Allen gemeinsam ist die Vorhaltung einer umfassenden Infrastruktur und eines interprofessionellen Teams, das nach strukturierten Algorithmen die Schwerverletzten bzw. kritisch kranken Patienten vom Rettungsdienst übernimmt. Das Ziel der frühen klinischen Behandlung ist es, schnell und umfassend die „Probleme“ des Patienten zu erfassen und notwendige, oft lebensrettende, Therapiemaßnahmen einzuleiten.

Dafür muss der Schockraum rein strukturell nah an der Notaufnahme, der Rettungsdienstanfahrt bzw. dem Hubschrauberlandeplatz gelegen sein, gut ausgeschildert sein und vor allem eine ausreichende Größe aufweisen. Bezüglich der räumlichen Größe, der apparativen Ausstattung und der Vorhaltung an personellen Ressourcen werden im Weißbuch der Schwerverletztenversorgung der deutschen Gesellschaft für Unfallchirurgie (DGU) klare Empfehlungen ausgesprochen. Diese Kriterien werden u. a. bei einer Zertifizierung als Traumazentrum überprüft. Besondere Bedeutung hat der Zugriff auf apparative Diagnostikmöglichkeiten; so muss ein Ultraschallgerät im Schockraum zwingend vorhanden sein, das CT sollte im Schockraum liegen oder schnell erreichbar und die Möglichkeit für konventionelle Röntgenaufnahmen muss gegeben sein.

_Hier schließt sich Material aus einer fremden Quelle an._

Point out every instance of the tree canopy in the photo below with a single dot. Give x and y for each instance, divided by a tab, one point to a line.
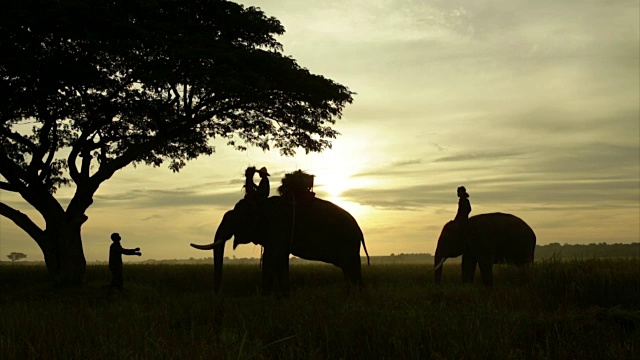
88	87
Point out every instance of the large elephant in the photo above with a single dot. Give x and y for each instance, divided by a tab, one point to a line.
488	239
314	229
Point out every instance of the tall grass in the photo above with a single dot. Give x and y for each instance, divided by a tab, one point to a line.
555	310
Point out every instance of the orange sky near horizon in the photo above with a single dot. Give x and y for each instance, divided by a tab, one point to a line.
532	105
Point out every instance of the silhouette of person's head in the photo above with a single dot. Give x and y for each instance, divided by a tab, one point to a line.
263	172
250	171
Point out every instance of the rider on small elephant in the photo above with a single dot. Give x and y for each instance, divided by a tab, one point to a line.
261	191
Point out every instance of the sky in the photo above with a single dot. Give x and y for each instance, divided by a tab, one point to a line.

Ein typisches unfallchirugisches Schockraumteam besteht aus acht bis zehn Personen, ohne dass die im Hintergrund tätigen Mitarbeiter der Verwaltung, des Labors etc. mitgezählt werden. Es besteht aus Unfallchirurgen, Anästhesisten sowie diesen Fachdisziplinen zugeordnetem Pflegepersonal. Neben den Radiologen und MRTAs wird ein Schockraumteam je nach Bedarf um Neurochirurgen, Hals-Nasen-Ohren-Ärzte, Gynäkologen etc. erweitert. Um ein koordiniertes Vorgehen zu ermöglichen, wird ein für alle sichtbar gekennzeichneter Schockraumleiter benötigt, der in der Versorgung von Schwerverletzten erfahren ist und letztendlich die Prioritäten bei der Versorgung setzt. Wichtiger als diese äußeren Rahmenbedingungen ist jedoch ein strukturiertes Vorgehen.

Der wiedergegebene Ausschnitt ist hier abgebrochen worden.